Who’s that, we wonder? Well, Eisen wasn’t quite clear about his definitions, but it apparently includes anyone in New York who’s interested in Judaism: Full-time students and part-time students “eager for Jewish learning and Jewish wisdom” will learn together at newly developed continuing education classes. And he was clear that JTS’s umbrella will now extend not just to Jews but to people of other faiths, particularly Christians and Muslims, whose clerics are going to be welcomed not just into public policy debates at JTS but into training in things like providing pastoral care.
These are general principles; what about specifics? Last week, Eisen outlined six core principles that will guide the school’s mission going forward. He elaborated, a bit, this morning on what that will mean: more interdisciplinary classes, more practical training for future clergy, and more continuing education, especially for professional staff at Jewish organizations. It will also mean more targeted focus on shaping how day schools and summer camps teach Jewish principles, and—you knew it was coming—“the revitalization of synagogue worship.” For more, I guess we’ll have to wait for the prospectus.

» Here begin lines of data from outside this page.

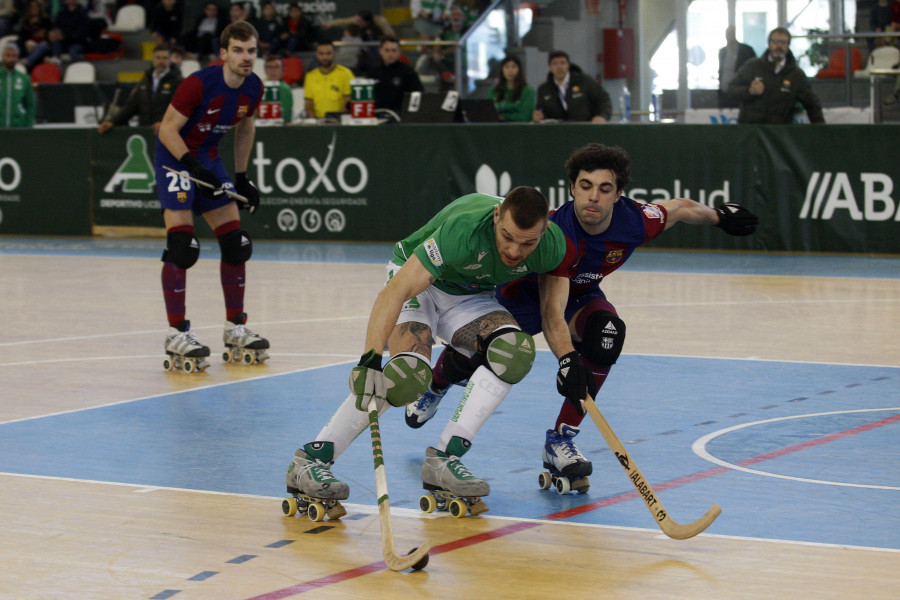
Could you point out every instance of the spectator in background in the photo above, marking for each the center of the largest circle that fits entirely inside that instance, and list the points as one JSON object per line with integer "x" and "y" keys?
{"x": 271, "y": 30}
{"x": 203, "y": 39}
{"x": 732, "y": 57}
{"x": 165, "y": 22}
{"x": 770, "y": 87}
{"x": 70, "y": 31}
{"x": 372, "y": 27}
{"x": 7, "y": 16}
{"x": 429, "y": 17}
{"x": 512, "y": 96}
{"x": 277, "y": 104}
{"x": 238, "y": 11}
{"x": 880, "y": 22}
{"x": 300, "y": 32}
{"x": 150, "y": 98}
{"x": 33, "y": 29}
{"x": 431, "y": 65}
{"x": 393, "y": 78}
{"x": 326, "y": 88}
{"x": 17, "y": 107}
{"x": 351, "y": 54}
{"x": 177, "y": 53}
{"x": 570, "y": 95}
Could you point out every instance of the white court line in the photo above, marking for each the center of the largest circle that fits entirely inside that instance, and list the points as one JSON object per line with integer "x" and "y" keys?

An interesting thing to note, especially in light of Peter Beinart’s powerful new essay about the future of American Zionism: Eisen was clear that he was speaking to American Jews, as Americans. Israel came up twice, once in a mention of the need for “creative thinking” about the Israel-Diaspora relationship (especially, we imagine, in light of the new conversion bill making its way through Israel’s Knesset), and once in explicit reference to the “inescapable tension between our focus on North American Jewry and significant involvement in the State and society of Israel.”
But to the new graduates, American Jews or otherwise, he said this: “You will no longer be enacting the hyphen in your identity by walking up and down Broadway” and exhorted them to go out into the wider world and do good.